Duyularınızdan biri tam olması gereken zamanda kapanıyor, sadece duymak ve hissetmek zorunda kalıyordunuz en azından. Pembe ışıklar olmasaydı daha da iyi olurdu yine de.

Konudan uzaklaşıyordum.

Geniş odanın kapısında dikilen silüet bana her zamanki gibi Doruk'u andırıyordu. Saçları kısa olan herkes bana onu çağırıştırıyordu zaten.

"Anne ışıkları açabilir miyim?" diye sordu ses tonunda bıkkınlık sezilen silüet.

Rahşende Hanım yavaşça gülümsedi.

"Aç istiyorsan."

Oğlunun sitemini anlayışla karşılamıştı. Oysa işin aslı Rahşende Hanım ışıkların kapalı olduğunun farkında bile değildi.

Kristal avizeden sekip bütün odaya dağılan ışık gözlerimizi kısmamıza sebep olmuştu. Şimdi de silüet silüet olmaktan çıkmış, büyük bir ışık kütlesine dönüşmüştü.

Ayak sesleri yakınlaştı. Pahalı olduğu bir saniyelik bir koklamayla anlaşılan parfüm yanımızdan geçti ve ikili koltukta yerini aldı. Görüşümüz yerine geldiğinde kafamızı kaldırıp adama baktık.

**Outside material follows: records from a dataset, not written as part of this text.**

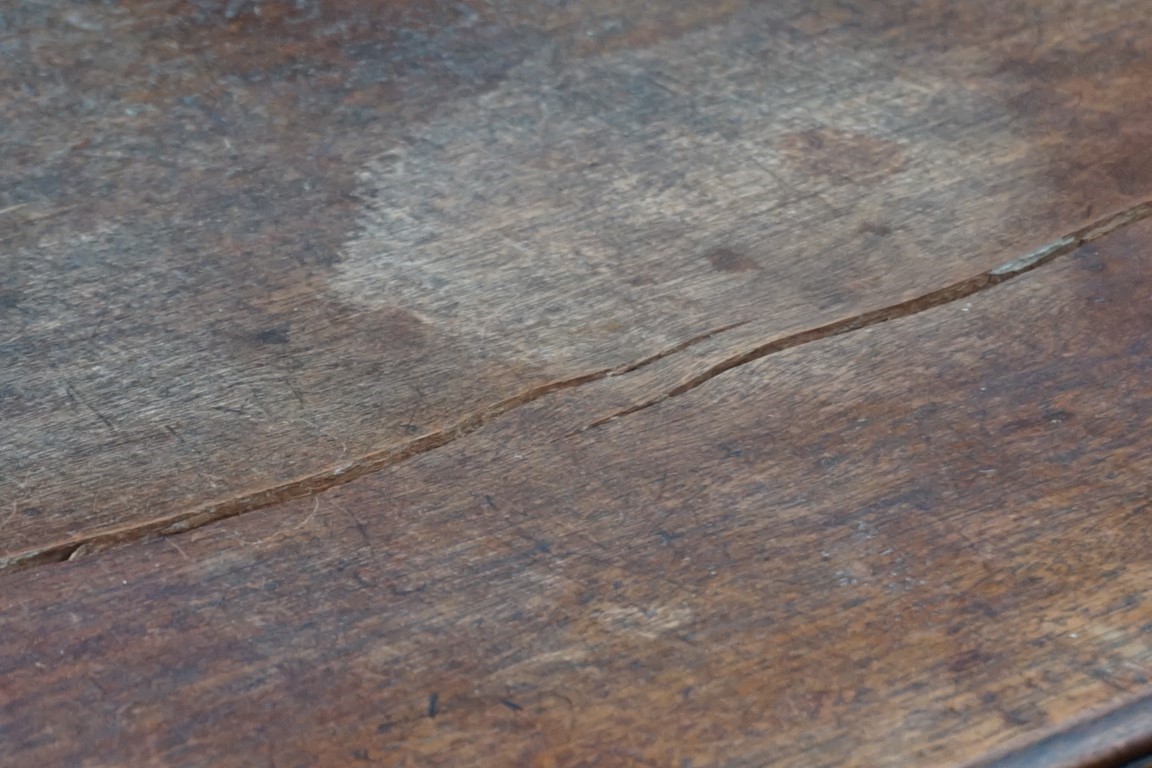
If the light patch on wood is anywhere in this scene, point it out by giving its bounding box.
[332,6,1015,362]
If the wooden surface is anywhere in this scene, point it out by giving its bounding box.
[0,0,1152,767]
[0,0,1152,567]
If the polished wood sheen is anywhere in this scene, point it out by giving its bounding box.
[0,0,1152,768]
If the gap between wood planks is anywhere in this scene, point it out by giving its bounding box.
[0,200,1152,572]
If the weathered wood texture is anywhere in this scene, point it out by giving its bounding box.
[0,217,1152,768]
[0,0,1152,565]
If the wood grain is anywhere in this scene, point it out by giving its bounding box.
[0,0,1152,567]
[0,216,1152,767]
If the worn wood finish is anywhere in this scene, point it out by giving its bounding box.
[0,0,1152,567]
[0,217,1152,767]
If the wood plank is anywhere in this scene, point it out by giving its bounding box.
[0,216,1152,768]
[0,0,1152,567]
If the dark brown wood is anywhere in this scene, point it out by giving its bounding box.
[971,695,1152,768]
[0,0,1152,567]
[0,217,1152,767]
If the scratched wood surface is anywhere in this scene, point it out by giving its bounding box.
[0,0,1152,768]
[0,213,1152,768]
[0,0,1152,568]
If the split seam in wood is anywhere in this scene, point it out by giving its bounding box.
[0,201,1152,572]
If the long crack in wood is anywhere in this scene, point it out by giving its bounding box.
[566,201,1152,436]
[0,201,1152,572]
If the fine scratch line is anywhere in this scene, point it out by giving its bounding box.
[0,201,1152,572]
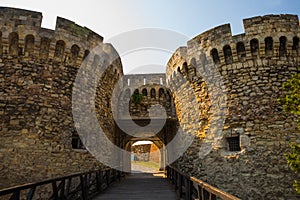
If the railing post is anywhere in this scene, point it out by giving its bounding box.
[59,180,66,199]
[185,177,194,200]
[26,186,36,200]
[65,178,72,199]
[178,173,182,197]
[80,175,87,200]
[52,181,58,199]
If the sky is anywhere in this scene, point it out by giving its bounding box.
[0,0,300,74]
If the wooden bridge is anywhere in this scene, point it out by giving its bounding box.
[0,167,239,200]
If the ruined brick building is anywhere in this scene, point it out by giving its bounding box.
[0,8,300,199]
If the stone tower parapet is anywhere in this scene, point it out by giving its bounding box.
[166,15,300,199]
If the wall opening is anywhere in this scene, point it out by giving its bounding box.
[210,48,220,64]
[8,32,22,56]
[292,36,299,56]
[40,37,51,59]
[150,88,156,99]
[25,35,34,56]
[142,88,148,97]
[236,42,246,61]
[223,45,233,64]
[226,136,241,151]
[265,37,273,56]
[279,36,287,56]
[54,40,66,59]
[0,31,3,55]
[71,44,80,65]
[131,140,161,173]
[250,38,259,58]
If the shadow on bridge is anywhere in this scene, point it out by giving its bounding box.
[94,171,179,200]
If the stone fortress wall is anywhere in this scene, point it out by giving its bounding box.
[0,7,300,199]
[0,7,123,191]
[118,74,176,119]
[167,15,300,199]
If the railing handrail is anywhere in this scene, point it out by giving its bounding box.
[0,168,111,196]
[167,166,241,200]
[0,168,121,200]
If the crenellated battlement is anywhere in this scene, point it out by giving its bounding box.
[0,7,122,73]
[167,15,300,77]
[166,15,300,199]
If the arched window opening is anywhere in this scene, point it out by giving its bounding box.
[92,55,100,68]
[210,48,220,64]
[182,62,189,74]
[142,88,148,97]
[150,88,156,99]
[158,88,165,98]
[54,40,66,58]
[71,44,80,64]
[0,31,3,55]
[265,37,273,56]
[9,32,22,56]
[25,35,34,56]
[40,37,51,59]
[250,38,259,57]
[124,88,130,99]
[223,45,233,64]
[82,50,90,60]
[292,36,299,55]
[279,36,287,56]
[236,42,246,61]
[166,90,171,101]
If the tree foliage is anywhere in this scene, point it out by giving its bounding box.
[280,74,300,194]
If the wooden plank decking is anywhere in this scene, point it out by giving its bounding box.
[94,173,179,200]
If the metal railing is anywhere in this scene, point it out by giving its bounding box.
[166,166,241,200]
[0,169,122,200]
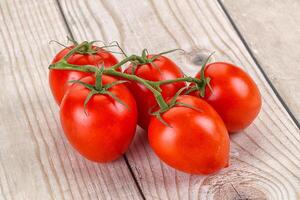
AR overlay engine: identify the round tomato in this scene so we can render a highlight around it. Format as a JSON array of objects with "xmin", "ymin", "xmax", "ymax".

O da bize bakıyordu. Bizim ifadelerimiz stabil, onun bakışları ise sertti. Buradaki varlığımızı yadırgıyor olmalıydı.

"Çağın senin için bunları mı buldu gerçekten?"

Sesinde sitem vardı. Sesinde çekememezlik, tahammülsüzlük vardı.

Rahşende Hanım sakinliğinden ödün vermeden, "Evet daha yeni geldi Karmila ve Nora," dedi.

Eli başta bizi tanıtmak için kalktıysa da geri inmişti. Hangimizin hangimiz olduğunu gösteremezdi. Yüzde elli şansı, yüzde sıfır uğraşma isteği vardı. Hareketlerinden bir zamanlar o değerli taşların burnunu çökertmesine ihtiyacı olmadığı anlaşılıyordu. Bu, üzücüydü. Yıldırıcıydı.

Onun yerinde olsam şayet bu karanlığa beni sürükleyen biri varsa ona dünyevi bütün acıları yaşatır, sonra da kendimi ilahi huzura kavuştururdum. Çünkü boşluk, kalmayı çok da isteyeceğim bir yer değildi.

İnsanın durumu nasıl olursa olsun acıyacak birilerini bulabilmesi komikti. Belki de ne durumda olursak olalım başkalarının bizden daha kötü, daha çaresiz bir durumda olduğunu bilmek bize eser miktarda üzüntü karıştırılmış bir tatmin edicilik bahşediyordu. Kendimden biliyordum.

Ezra uzun süren sessizlikten rahatsız olmuş olacak ki, "Buraya gelmeden önce size birkaç bilginin verildiğini varsayıyorum. Annemle tanıştığınıza göre yapmanız gerekenleri öğrenmeniz için beni takip edin. Çok fazla vaktim yok."

Oysa bizim çok fazla vaktimiz vardı. Bizim bütün vaktimiz başkalarının hesaplarına yatırılıyordu. Örneğin Afitap'ın hesabında belirli bir vakit limiti yoktu. Hesabına girdiğinizde bakiyede hep Karmila ve Nora vardı. Limitsiz. Karmila ve Nora'nın vadesi dolana kadar sınırsız.